Loading 65 Million Records into Cosmos DB: A Weekend Data Migration Journey

Data migrations at scale can be daunting, especially when dealing with tens of millions of records. Recently, our team tackled the challenge of loading 65 million rows into Azure Cosmos DB using Databricks, and I wanted to share our approach, challenges, and lessons learned from this weekend-long adventure.

The Challenge

We received a massive dataset from an external vendor containing 65 million records that needed to be loaded into our Cosmos DB instance. With our standard configuration of 1000 RU/s, we quickly realized this would take days to complete – not exactly ideal for our business requirements.

Our Data Pipeline Architecture

Step 1: Data Ingestion

The journey began with the vendor transferring the file to our Azure SFTP server. This provided us with a secure and reliable entry point for the external data.

Step 2: Moving to Data Lake

Using Azure Data Factory, we orchestrated the transfer of the file from SFTP to Azure Data Lake Storage. This gave us the scalable storage foundation we needed for processing such a large dataset.

Step 3: Delta Table Creation

In Databricks, we loaded all 65 million records into a Delta table. This approach provided us with ACID transactions, schema enforcement, and the ability to handle large-scale data operations efficiently.

Cosmos DB Configuration Strategy

Initial Performance Bottleneck

Our Cosmos DB was initially configured with 1000 RU/s (Request Units per second). A quick calculation revealed that loading 65 million records at this throughput would take several days – clearly not feasible for our timeline.

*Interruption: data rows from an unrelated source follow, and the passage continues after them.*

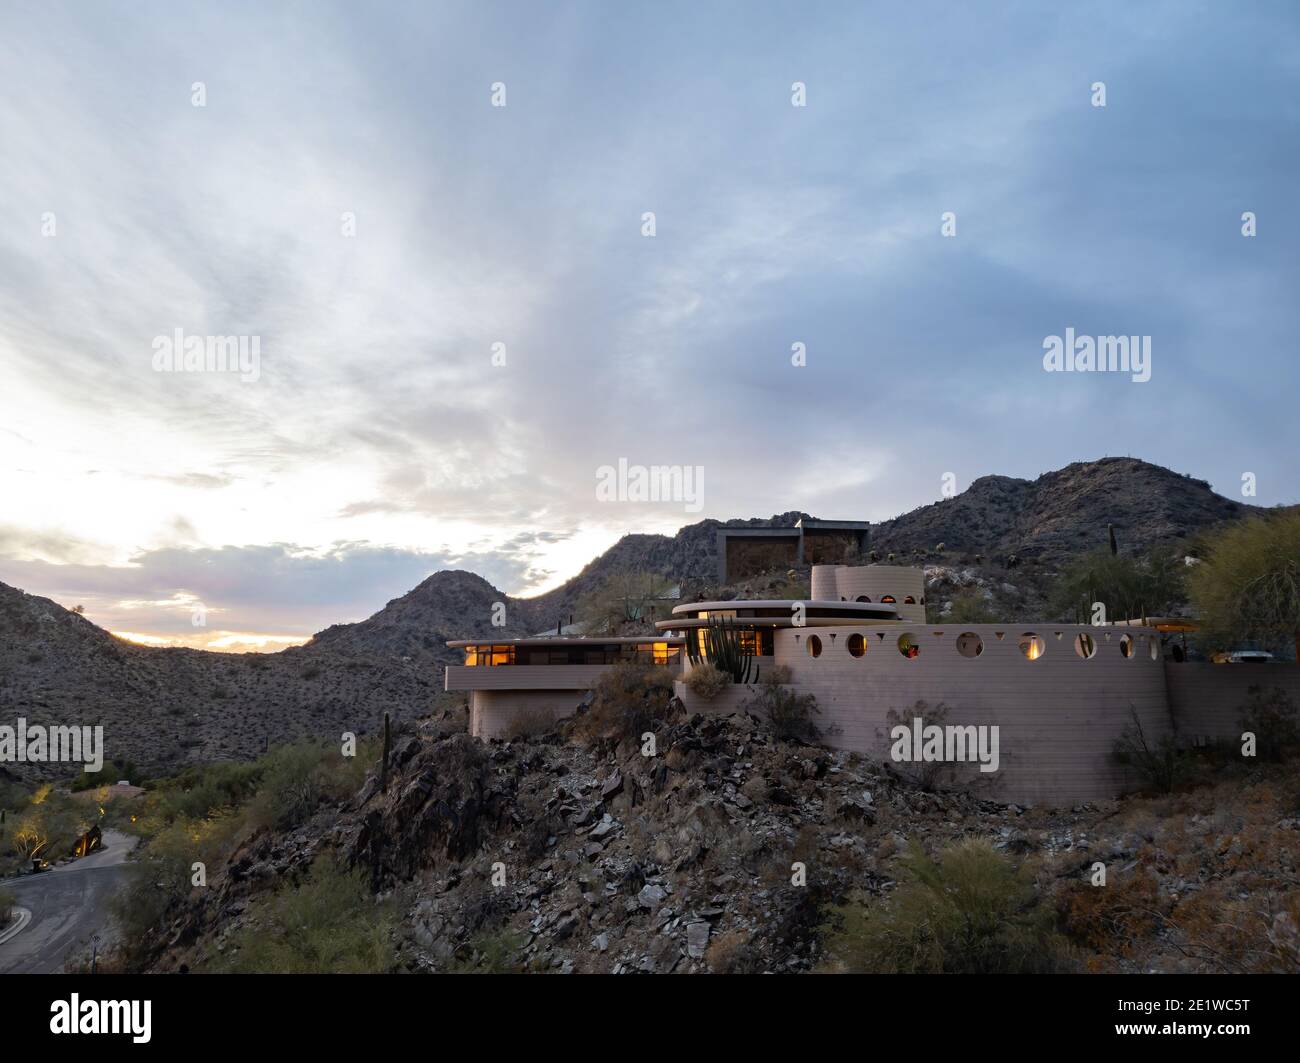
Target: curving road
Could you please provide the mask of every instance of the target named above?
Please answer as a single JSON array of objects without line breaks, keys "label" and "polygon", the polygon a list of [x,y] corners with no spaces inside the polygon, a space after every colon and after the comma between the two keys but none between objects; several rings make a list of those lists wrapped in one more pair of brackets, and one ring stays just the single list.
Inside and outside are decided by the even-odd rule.
[{"label": "curving road", "polygon": [[39,875],[0,880],[31,920],[0,944],[0,974],[58,974],[88,951],[92,934],[110,939],[108,902],[122,883],[122,862],[135,848],[129,834],[107,830],[104,848]]}]

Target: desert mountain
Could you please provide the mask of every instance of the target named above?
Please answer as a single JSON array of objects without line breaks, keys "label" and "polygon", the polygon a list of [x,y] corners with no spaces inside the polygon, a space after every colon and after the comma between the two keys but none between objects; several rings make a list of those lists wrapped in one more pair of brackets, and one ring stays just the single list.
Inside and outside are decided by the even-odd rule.
[{"label": "desert mountain", "polygon": [[1215,494],[1194,480],[1136,458],[1075,462],[1037,480],[983,476],[961,494],[883,521],[873,549],[900,559],[943,543],[949,553],[1015,554],[1057,566],[1106,542],[1144,552],[1185,540],[1260,507]]},{"label": "desert mountain", "polygon": [[[1032,481],[982,477],[952,499],[876,525],[872,549],[907,564],[933,559],[943,543],[945,565],[987,566],[987,582],[1010,596],[1018,615],[1031,616],[1051,571],[1105,543],[1107,524],[1124,550],[1139,551],[1256,511],[1202,480],[1107,458]],[[0,720],[102,723],[108,757],[150,771],[251,756],[268,741],[370,733],[385,711],[402,719],[432,708],[442,667],[457,656],[448,639],[547,630],[619,570],[651,570],[688,590],[729,594],[716,586],[717,529],[792,526],[801,516],[704,520],[671,536],[626,535],[536,598],[511,598],[472,572],[437,572],[368,619],[336,624],[306,646],[276,654],[136,646],[46,598],[0,584]],[[1013,554],[1030,563],[1032,574],[1004,570]],[[504,627],[492,626],[497,602],[505,606]]]}]

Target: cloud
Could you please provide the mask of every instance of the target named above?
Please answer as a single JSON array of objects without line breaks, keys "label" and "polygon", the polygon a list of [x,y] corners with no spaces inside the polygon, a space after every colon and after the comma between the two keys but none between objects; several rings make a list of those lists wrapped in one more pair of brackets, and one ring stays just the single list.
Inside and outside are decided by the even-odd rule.
[{"label": "cloud", "polygon": [[[885,519],[946,472],[1129,452],[1294,501],[1298,47],[1181,3],[29,12],[0,572],[293,633],[427,566],[537,589],[625,531]],[[1043,373],[1066,327],[1152,335],[1151,382]],[[258,381],[154,372],[176,328],[258,337]],[[703,466],[703,512],[600,502],[619,458]]]}]

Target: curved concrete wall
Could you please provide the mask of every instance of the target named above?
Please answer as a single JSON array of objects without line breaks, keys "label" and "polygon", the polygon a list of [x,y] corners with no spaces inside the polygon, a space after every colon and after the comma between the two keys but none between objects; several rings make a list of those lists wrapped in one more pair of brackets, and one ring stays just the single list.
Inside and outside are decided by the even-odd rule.
[{"label": "curved concrete wall", "polygon": [[[866,596],[879,602],[886,595],[894,599],[898,615],[914,623],[925,623],[925,571],[900,565],[814,565],[812,597],[837,602],[855,602]],[[909,604],[908,598],[912,601]]]},{"label": "curved concrete wall", "polygon": [[[1020,638],[1042,639],[1035,660],[1021,652]],[[998,637],[1001,632],[1002,637]],[[863,637],[861,657],[849,652],[853,634]],[[919,653],[905,657],[899,636],[913,636]],[[978,656],[958,652],[958,639],[980,640]],[[1094,640],[1095,653],[1080,657],[1075,637]],[[1123,635],[1134,652],[1120,650]],[[808,640],[821,641],[821,654],[807,652]],[[1156,632],[1077,625],[890,624],[879,627],[788,628],[777,632],[776,663],[790,667],[794,690],[817,698],[816,722],[829,730],[827,744],[884,759],[889,754],[891,710],[910,721],[918,701],[948,707],[947,724],[998,727],[999,767],[981,773],[978,765],[957,766],[952,782],[992,800],[1018,804],[1072,805],[1105,800],[1134,789],[1138,779],[1116,764],[1116,738],[1138,714],[1149,742],[1170,733],[1165,667],[1151,646]],[[963,645],[972,652],[973,639]],[[699,703],[678,684],[688,710],[726,711],[728,701]]]}]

Scaling Up for the Migration

We worked with our platform team to temporarily increase the RU/s to 10,000, which was the maximum approved for our migration. This 10x increase would significantly reduce our loading time, but we knew we’d need to be strategic about the approach.

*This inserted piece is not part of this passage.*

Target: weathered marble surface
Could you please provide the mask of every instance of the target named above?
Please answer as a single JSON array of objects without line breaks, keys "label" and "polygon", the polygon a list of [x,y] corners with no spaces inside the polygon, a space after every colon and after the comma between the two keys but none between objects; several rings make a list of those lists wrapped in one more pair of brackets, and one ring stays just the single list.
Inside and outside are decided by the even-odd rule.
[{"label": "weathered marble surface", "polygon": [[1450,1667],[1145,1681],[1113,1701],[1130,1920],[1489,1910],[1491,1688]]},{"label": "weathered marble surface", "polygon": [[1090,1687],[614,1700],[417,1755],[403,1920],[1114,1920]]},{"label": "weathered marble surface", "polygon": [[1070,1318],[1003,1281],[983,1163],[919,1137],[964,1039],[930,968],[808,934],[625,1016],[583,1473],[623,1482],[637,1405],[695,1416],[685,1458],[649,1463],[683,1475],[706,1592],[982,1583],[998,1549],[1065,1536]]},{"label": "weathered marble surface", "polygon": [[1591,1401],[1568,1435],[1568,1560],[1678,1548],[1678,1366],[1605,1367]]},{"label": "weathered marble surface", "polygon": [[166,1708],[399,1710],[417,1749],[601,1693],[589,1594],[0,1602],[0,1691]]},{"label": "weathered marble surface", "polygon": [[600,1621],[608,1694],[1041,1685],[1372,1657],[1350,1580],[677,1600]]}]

Security and Configuration Management

Security was paramount in our approach. Here’s how we handled sensitive connection information:

Configuration Table Structure

We stored our Cosmos DB configurations in a Delta table within Databricks with the following structure:

environment	scope_name	key_name	cosmosdb_endpoint	database_name	container_name
production	prod-scope	cosmos-client-id	prod end point	production_db	main_container
production	prod-scope	cosmos-client-secret	prod end point	production_db	main_container

Key Vault Integration

Rather than hardcoding sensitive information, we:

Stored only Client ID and Client Secret in Azure Key Vault
Stored Cosmos DB URLs environment-wise in our configuration table
Created scopes in Databricks linked to Key Vault
Retrieved credentials dynamically based on scope and key names from our configuration table

This approach ensured our sensitive authentication data remained secure in Key Vault while maintaining flexibility for environment-specific configurations in our Delta table.

The Batch Loading Strategy

Why Batching?

Instead of attempting to load all 65 million records in one go, we split the operation into 15 manageable batches. This decision was driven by several factors:

Control: Better monitoring and control over the loading process
Reliability: If something failed mid-process, we could resume from the last successful batch
Debugging: Easier to identify and troubleshoot issues with smaller data chunks
Resource Management: More predictable resource utilization

Weekend Execution

We strategically planned the migration for a weekend to minimize impact on business operations:

Friday Night: Started the migration process
Saturday: Monitored progress throughout the day
Sunday Morning: Migration completed successfully

The entire process took approximately 30 hours across the 15 batches.

Sample Cosmos DB Connection Configuration

Here’s a sample of how we structured our connection logic and batch loading:

# Sample configuration retrieval
config_df = spark.table("cosmos_configurations").filter(col("environment") == "production")
scope_name = config_df.select("scope_name").collect()[0][0]
endpoint = config_df.select("cosmosdb_endpoint").collect()[0][0]
database_name = config_df.select("database_name").collect()[0][0]
container_name = config_df.select("container_name").collect()[0][0]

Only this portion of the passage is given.